RMUTTのColor Research Centerに所属する先生方や工学部の先生等と1週間に1回程度のミーティングを行い多くの助言をいただき、それらを参考にカラーフィルタの強度およびその色相の条件を決定しました。ここから得られた知見をもとに、実際に「敵対的パッチ」の脅威からシステムを保護する手法を検討したいと思っています。

KMITLでも研究成果のプレゼン
KMITLでも研究成果のプレゼン

 

最後にこの研修に参加した感想を教えていただけますか?

中根)海外に10日間もいたのは初めてで、大学内でもバンコクでも非常に幅広い経験ができました。週末には、世界遺産の街として知られるアユタヤと、チャオプラヤー川に浮かぶ島コ・クレットを訪れました。その際、僧侶から説法を受ける機会もありました。

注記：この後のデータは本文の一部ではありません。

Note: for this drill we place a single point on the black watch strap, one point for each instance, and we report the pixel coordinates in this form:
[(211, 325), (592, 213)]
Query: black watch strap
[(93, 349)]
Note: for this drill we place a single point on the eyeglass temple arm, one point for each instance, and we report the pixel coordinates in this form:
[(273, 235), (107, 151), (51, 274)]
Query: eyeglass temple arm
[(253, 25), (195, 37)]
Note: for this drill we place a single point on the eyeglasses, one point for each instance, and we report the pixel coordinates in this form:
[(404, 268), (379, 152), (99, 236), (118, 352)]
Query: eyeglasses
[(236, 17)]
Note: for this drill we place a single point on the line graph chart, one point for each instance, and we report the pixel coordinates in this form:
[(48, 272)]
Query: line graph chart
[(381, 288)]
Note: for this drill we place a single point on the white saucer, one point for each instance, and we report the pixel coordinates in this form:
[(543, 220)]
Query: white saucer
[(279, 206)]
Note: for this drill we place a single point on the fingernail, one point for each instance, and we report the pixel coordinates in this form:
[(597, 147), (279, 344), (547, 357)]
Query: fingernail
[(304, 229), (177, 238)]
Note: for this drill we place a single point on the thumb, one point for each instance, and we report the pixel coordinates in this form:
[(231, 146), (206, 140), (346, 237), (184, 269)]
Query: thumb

普段と異なる環境での体験やコミュニケーションを通じて、英語が瞬時に出てこない等、自身の課題をいくつも見つけることができました。また、今まで気が付かなかった自分の好きなことにも発見することができました。

休日は世界遺産アユタヤへ
休日は世界遺産アユタヤへ

熊谷)5年前に滞在した時とは違い、都心の店舗だけでなくマーケットの屋台に至るまでQRコード決済が普及していたこと、タイ国内企業による自動販売機「TAO BIN」が至る所に設置されていたこと、中国企業のEVが多く見られたこと等、多くの発見がありました。タイのAIシステムに関する自身の研究や、電子決済の普及、バンコクで開催された科学技術イベント、KMITLでのタイ国産AIプラットフォーム「CiRA-Core」を目の当たりにする中で、日本の工学研究者として自分がどのように振る舞い、今後の日本の社会や技術シーンに対し如何にして貢献できるかを常に考えさせられる研修でした。